Shelby Foote used an Esterbrook dip pen, as he mentioned in his Paris Review interview.

I believe Hemingway mentioned he used pencil for drafts on onionskin, and he would be standing up while writing.

Kerouac wrote with pencil a lot, despite the typewriter myth and the no revision myth. I believe at the New York Public Library display of his works I saw a couple of years ago they mentioned he used an Eversharp mechanical pencil, and he was famous for his breast pocket notebooks. I believe some of the novels were engendered in these breast pocket notebooks, as was his "Sketchbooks," if you have seen that book, in which they maintained the line breaks from his small notebooks. They had many many pencil manuscripts at the exhibit. I think there were a few in pen as well.

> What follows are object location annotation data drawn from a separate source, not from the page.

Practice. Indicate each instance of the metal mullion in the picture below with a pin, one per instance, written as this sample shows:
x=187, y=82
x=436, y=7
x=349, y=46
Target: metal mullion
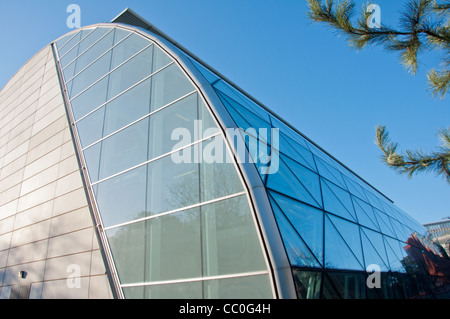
x=88, y=48
x=212, y=201
x=218, y=277
x=125, y=91
x=108, y=73
x=61, y=57
x=155, y=158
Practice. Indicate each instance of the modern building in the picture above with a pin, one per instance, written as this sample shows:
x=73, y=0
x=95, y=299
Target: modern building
x=132, y=169
x=441, y=233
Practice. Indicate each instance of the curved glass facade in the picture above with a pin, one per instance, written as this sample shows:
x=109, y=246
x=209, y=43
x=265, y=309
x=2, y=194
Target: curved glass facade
x=180, y=226
x=174, y=229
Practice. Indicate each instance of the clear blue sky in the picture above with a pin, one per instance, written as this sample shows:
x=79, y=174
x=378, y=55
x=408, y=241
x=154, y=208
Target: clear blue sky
x=301, y=70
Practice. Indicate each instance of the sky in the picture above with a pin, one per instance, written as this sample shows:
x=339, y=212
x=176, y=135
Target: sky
x=304, y=71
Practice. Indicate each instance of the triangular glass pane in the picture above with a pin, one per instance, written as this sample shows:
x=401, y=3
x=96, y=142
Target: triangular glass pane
x=296, y=152
x=307, y=221
x=234, y=94
x=394, y=255
x=337, y=201
x=337, y=253
x=254, y=121
x=384, y=223
x=350, y=232
x=329, y=172
x=364, y=213
x=285, y=182
x=298, y=252
x=373, y=248
x=210, y=77
x=308, y=178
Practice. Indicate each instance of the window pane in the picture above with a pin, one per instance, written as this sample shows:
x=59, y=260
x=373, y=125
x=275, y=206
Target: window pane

W.S Merwin says he uses a Waterman. I think Gary Snyder does as well.

I noticed in a few of the Philip Roth novels I read this past summer he mentions Parker 51s. I wonder if he is a fan.

I also saw a Vladimir Nabokov display at the NYPL and they had his pen, which looked like a Montblanc 149, though he also famously used pencil to write his novels on index cards. I think he used Blackwings.

Steinbeck said he loved Blackwing pencils also, but thought they were devilishly expensive.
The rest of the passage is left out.